Opened 7 years ago

Last modified 5 years ago

#12941 new defect

Cache should be cleared on cloning

Reported by: hivert Owned by: hivert
Priority: major Milestone: sage-6.4
Component: combinatorics Keywords: Clone, cache, days38
Cc: sdenton, sage-combinat, mjo, SimonKing Merged in:
Authors: Florent Hivert Reviewers:
Report Upstream: N/A Work issues:
Branch: Commit:
Dependencies: Stopgaps:

Description

With

class Foo(ClonableIntArray):
    @cached_method
    def sum(self):
        return add(i for i in self)
    def check(self):
        pass

One gets:

    sage: Foo(Parent(), [1,2,3])
    [1, 2, 3]
    sage: f = Foo(Parent(), [1,2,3])
    sage: f.sum()
    6
    sage: with f.clone() as f1:
    ...     f1[1] = 4
    sage: f1
    [1, 4, 3]
    sage: f1.sum()
    6

The last result should be 8. This happens because the cache of sum isn't cleared for the cloned object f1

Florent

Change History (19)

comment:1 follow-up: Changed 7 years ago by mjo

What cache? There are no cached methods in ClonableIntArray, so the behavior within that class appears correct at first glance.

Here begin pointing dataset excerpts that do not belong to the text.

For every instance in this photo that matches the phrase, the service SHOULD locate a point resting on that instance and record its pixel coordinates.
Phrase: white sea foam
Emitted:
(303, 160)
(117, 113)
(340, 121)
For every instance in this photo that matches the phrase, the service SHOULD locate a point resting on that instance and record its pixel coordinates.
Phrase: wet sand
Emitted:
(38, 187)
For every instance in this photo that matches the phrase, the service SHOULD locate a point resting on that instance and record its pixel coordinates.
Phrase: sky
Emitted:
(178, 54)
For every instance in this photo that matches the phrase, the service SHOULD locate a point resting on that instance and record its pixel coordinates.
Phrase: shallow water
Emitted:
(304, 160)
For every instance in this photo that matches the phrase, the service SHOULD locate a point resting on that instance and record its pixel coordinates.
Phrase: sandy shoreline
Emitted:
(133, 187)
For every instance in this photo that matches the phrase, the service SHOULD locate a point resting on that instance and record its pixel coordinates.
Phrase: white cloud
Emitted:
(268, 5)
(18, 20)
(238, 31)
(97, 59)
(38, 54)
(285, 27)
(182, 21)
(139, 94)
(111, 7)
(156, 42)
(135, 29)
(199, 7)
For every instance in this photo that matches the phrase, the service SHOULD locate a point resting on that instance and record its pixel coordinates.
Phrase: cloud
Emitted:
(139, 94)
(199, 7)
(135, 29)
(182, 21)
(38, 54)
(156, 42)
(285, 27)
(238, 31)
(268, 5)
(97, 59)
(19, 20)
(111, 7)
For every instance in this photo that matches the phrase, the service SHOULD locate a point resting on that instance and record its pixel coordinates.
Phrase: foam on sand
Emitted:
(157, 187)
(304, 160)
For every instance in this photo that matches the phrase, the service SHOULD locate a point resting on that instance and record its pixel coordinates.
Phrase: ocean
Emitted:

Isn't the problem really that you're saying sum() is cacheable, when in reality it isn't? At least under the inherited implementation of setitem().

Since Foo is the class with the cached method, Foo should invalidate the cache on setitem().

comment:2 Changed 7 years ago by mjo

  • Cc mjo added

comment:3 in reply to: ↑ 1 ; follow-ups: Changed 7 years ago by hivert

Replying to mjo:

What cache? There are no cached methods in ClonableIntArray, so the behavior within that class appears correct at first glance.

Isn't the problem really that you're saying sum() is cacheable, when in reality it isn't? At least under the inherited implementation of setitem().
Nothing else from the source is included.